Respondi-lhe que sim, que ainda os via
muito longe, amarelos e túrgidos,
as vezes rebentados, na queda,
escorrendo, perfumosos, sumo doce.
“Lembras-te das rodelinhas douradas
que a folhagem e o sol balançavam por cima dos livros?”
Respondi-lhe que sim, e que eram livros de histórias
e foram depois romances, e um dia poemas
e mais tarde pensamentos difíceis…
E o passarinho perguntava:
“Lembra-te da tua voz devolvida pelo eco?”
E eu me lembrava mas não das palavras,
só que as respostas eram sempre incompletas.
“E o recorte da montanha no horizonte,
lembras-te como era azul e negro? E as palmeiras?

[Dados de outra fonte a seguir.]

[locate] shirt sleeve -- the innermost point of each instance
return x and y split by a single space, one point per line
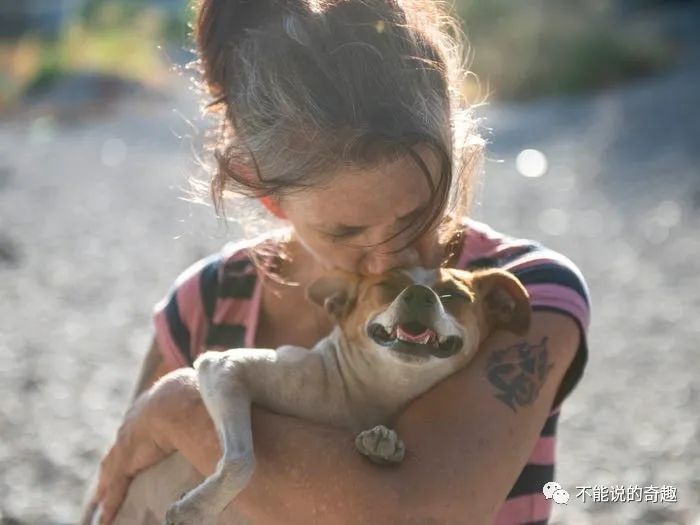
556 284
182 317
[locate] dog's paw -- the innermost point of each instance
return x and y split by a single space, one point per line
185 513
381 445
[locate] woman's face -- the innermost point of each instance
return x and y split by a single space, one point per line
359 208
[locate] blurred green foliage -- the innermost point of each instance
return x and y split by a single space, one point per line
540 47
519 49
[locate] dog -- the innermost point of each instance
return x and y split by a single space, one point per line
396 335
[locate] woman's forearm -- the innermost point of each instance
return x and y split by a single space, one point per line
304 473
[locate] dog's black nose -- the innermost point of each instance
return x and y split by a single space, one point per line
419 296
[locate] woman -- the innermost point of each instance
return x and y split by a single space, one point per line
346 120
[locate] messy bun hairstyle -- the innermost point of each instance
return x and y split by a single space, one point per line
302 88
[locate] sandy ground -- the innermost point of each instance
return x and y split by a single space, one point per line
92 234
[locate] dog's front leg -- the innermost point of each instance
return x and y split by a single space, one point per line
226 396
381 445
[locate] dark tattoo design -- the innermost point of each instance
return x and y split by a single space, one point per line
518 372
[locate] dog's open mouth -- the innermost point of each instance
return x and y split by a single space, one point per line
416 335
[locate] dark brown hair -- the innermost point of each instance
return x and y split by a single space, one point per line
302 88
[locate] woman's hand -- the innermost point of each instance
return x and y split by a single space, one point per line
135 449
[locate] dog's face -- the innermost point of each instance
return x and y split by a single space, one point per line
416 316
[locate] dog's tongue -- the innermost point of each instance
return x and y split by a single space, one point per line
420 338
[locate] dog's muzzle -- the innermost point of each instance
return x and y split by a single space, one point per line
413 332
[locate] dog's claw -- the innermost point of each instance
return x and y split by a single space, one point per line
381 445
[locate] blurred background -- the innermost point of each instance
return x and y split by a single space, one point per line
593 120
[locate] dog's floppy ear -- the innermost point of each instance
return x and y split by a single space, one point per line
335 292
505 301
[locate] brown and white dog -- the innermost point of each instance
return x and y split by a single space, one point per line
396 336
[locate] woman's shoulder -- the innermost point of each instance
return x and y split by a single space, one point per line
554 282
553 279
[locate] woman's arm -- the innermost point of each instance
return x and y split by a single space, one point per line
467 440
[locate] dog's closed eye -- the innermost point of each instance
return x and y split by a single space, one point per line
454 294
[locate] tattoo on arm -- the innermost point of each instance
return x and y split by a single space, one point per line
518 372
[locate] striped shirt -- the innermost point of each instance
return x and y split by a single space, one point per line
214 304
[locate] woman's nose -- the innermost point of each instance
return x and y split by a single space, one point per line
379 262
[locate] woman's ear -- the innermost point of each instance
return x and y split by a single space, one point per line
272 205
504 300
335 292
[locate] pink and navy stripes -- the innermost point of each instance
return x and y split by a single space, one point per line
214 304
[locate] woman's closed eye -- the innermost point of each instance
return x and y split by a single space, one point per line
346 232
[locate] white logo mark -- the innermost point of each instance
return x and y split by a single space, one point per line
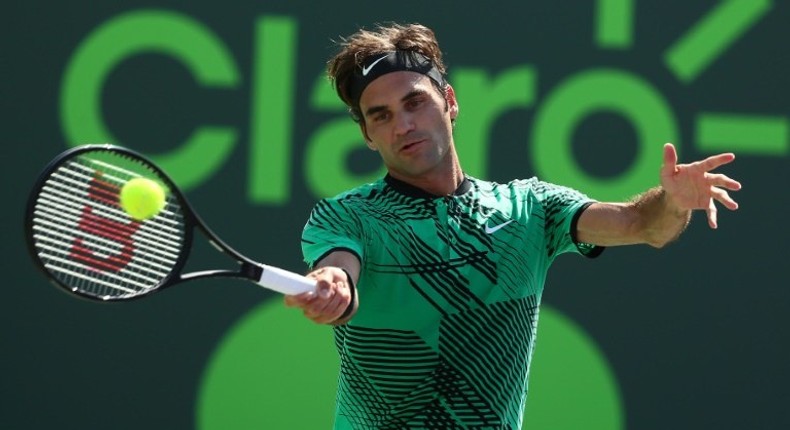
366 70
492 230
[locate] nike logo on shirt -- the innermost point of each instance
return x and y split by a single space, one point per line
494 229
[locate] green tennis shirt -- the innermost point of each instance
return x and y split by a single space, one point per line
448 297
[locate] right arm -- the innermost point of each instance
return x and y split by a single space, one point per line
331 303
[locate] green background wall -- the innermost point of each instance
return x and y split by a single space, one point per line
583 93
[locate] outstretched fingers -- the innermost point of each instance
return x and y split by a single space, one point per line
715 161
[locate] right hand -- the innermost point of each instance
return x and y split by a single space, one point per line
329 300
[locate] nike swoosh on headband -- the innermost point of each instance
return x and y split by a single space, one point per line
366 70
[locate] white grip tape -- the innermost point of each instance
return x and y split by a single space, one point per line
285 282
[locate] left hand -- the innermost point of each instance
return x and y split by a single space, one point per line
692 186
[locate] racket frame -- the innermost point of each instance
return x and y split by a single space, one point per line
248 269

E as sebes de flores encarnadas?”
E eu me lembrava de tudo, e sentia o aroma da tarde
e o canto das cigarras, e o lamento dos sabiás
e das rolas e via brilhar a bola azul do telhado, que eu amei tanto,
e sentia tão doce, a minha perpétua solidão.
E perguntei ao passarinho: ” Onde estavas para me perguntar tudo isso?
Também já viveste tanto?”
E ele me respondeu: “Não, tudo isso está no fundo de teus olhos.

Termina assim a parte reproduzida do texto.